Trailblazer::Rails
Last updated 05 January 2017 trailblazer-rails v1.0Trailblazer in your Rails controllers. The trailblazer-rails gem adds #run and render cell(Constant) to your controllers.
This documents the version compatible with Trailblazer 2.0.
Installation
Add the gem to your Gemfile.
gem "trailblazer-rails"
This will automatically pull trailblazer and trailblazer-loader.
Railtie
The Trailblazer::Rails::Railtie will activate all necessary convenience methods for you. You don’t have to do anything manually here. Sit back and relax.
Run
In a controller, you could simply invoke an operation manually.
class SongsController < ApplicationController
def create
result = Song::Create.(params)
@form = result["contract.default"]
render :new
end
end
Trailblazer-Rails gives you run for this to simplify the task.
class SongsController < ApplicationController
def create
run Song::Create
render :new
end
end
run passes the controller’s params hash into the operation call. It automatically assigns @model and, if available, @form for you.

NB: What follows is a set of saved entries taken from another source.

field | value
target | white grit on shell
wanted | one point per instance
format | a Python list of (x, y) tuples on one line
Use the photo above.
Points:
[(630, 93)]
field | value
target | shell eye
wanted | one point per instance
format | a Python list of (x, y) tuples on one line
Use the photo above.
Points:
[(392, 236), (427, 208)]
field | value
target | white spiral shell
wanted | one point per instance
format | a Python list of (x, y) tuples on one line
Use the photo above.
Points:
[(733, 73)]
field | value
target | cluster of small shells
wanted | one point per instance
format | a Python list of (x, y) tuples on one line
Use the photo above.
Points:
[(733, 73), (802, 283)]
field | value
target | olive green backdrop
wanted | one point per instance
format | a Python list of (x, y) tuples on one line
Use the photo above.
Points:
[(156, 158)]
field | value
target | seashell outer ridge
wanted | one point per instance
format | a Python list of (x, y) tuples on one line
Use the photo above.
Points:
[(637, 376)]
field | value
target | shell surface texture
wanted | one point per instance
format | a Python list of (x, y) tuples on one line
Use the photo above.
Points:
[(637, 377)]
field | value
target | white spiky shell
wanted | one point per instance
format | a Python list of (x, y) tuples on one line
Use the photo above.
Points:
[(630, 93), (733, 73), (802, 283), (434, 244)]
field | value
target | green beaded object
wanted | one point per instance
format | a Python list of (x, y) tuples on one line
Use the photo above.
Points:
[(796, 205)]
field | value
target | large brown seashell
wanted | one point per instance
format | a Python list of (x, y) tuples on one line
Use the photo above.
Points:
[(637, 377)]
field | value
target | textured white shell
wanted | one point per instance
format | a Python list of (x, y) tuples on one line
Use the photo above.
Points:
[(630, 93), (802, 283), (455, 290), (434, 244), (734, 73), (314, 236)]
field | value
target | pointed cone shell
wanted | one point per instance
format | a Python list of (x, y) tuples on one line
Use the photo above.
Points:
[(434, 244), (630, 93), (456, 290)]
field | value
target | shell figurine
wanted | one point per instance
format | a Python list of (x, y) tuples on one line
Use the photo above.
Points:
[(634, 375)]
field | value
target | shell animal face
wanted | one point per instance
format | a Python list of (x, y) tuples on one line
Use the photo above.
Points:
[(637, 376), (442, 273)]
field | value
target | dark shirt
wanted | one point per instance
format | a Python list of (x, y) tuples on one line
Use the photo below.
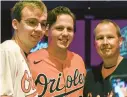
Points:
[(96, 85)]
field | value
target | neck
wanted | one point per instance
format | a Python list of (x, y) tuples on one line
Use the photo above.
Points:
[(112, 62), (58, 53), (21, 44)]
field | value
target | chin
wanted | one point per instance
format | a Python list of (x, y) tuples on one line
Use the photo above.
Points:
[(63, 47)]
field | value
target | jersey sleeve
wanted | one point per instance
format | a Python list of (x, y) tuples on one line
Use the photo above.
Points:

The result object is returned.
def create
result = run Song::Create
result["model"] #=> #<Song title=...>
render :new
end
The result object is also assigned to @_result.
Run: With Block
To handle success and failure cases, run accepts an optional block.
class SongsController < ApplicationController
def create
run Song::Create do |result|
return redirect_to song_path(result["model"].id)
end
render :new
end
end
The block is only run for success?. The block argument is the operation’s result.
Runtime Options
It’s clever to inject runtime dependencies such as current_user into the operation call.

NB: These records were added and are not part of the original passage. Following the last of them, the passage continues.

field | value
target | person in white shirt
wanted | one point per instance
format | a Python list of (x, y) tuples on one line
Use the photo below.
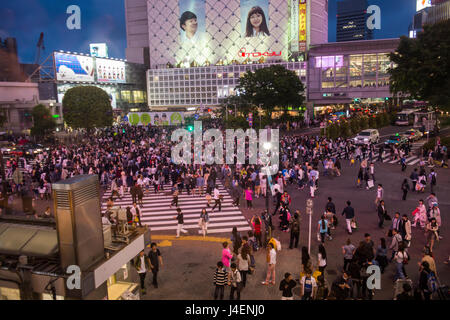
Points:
[(217, 199), (308, 285), (272, 261)]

Song::Create.( params, "current_user" => current_user )
Override #_run_options to do that automatically for all run calls.

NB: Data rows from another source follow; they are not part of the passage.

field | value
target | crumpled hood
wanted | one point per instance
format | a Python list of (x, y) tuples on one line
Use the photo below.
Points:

class ApplicationController < ActionController::Base
private
def _run_options(options)
options.merge( "current_user" => current_user )
end
end
Render
The gem extends ActionController#render and now allows to render a Trailblazer::Cell.
class SongsController < ApplicationController
def create
run Song::Create do |result|
return redirect_to song_path(result["model"].id)
end
render cell(Song::Cell::New, @model)
end
end
You simply invoke cell the way you did it before, and pass it to render. Per default, render will add layout: true to render the ActionView layout. It can be turned off using layout: false.
As always, the cell method also accepts options.
render cell(Song::Cell::New, @model, action_name: params[:action])
All arguments after cell are simply passed through to Rails’ render.
render cell(Song::Cell::New, @model, action_name: params[:action]), layout: false
Use result to pass the result object to the cell.
render cell(Song::Cell::New, result)
If the first argument to render is not a cell instance, the original Rails render version will be run.
Integration Test
If you’re using Minitest::Spec and want to run smoke tests using Capybara, use Trailblazer::Test::Integration.
You need to add minitest-rails-capybara to your Gemfile.
group :test do
gem "minitest-rails-capybara"
end
Your tests can now use Capybara matchers.
require "test_helper"
class SongsControllerTest < Trailblazer::Test::Integration
it do
visit "/songs/new"
page.must_have_css "form[action='/songs']"
end
end
Configuration
Configuration: ApplicationController
Trailblazer-rails will extend ::ApplicationController per default. Use trailblazer.application_controller to change this, should your code use a different base controller class.
# config/initializers/trailblazer.rb
Rails.application.config.trailblazer.application_controller = "MyApp::BaseController"
Note that the value is a string that gets constantized at runtime.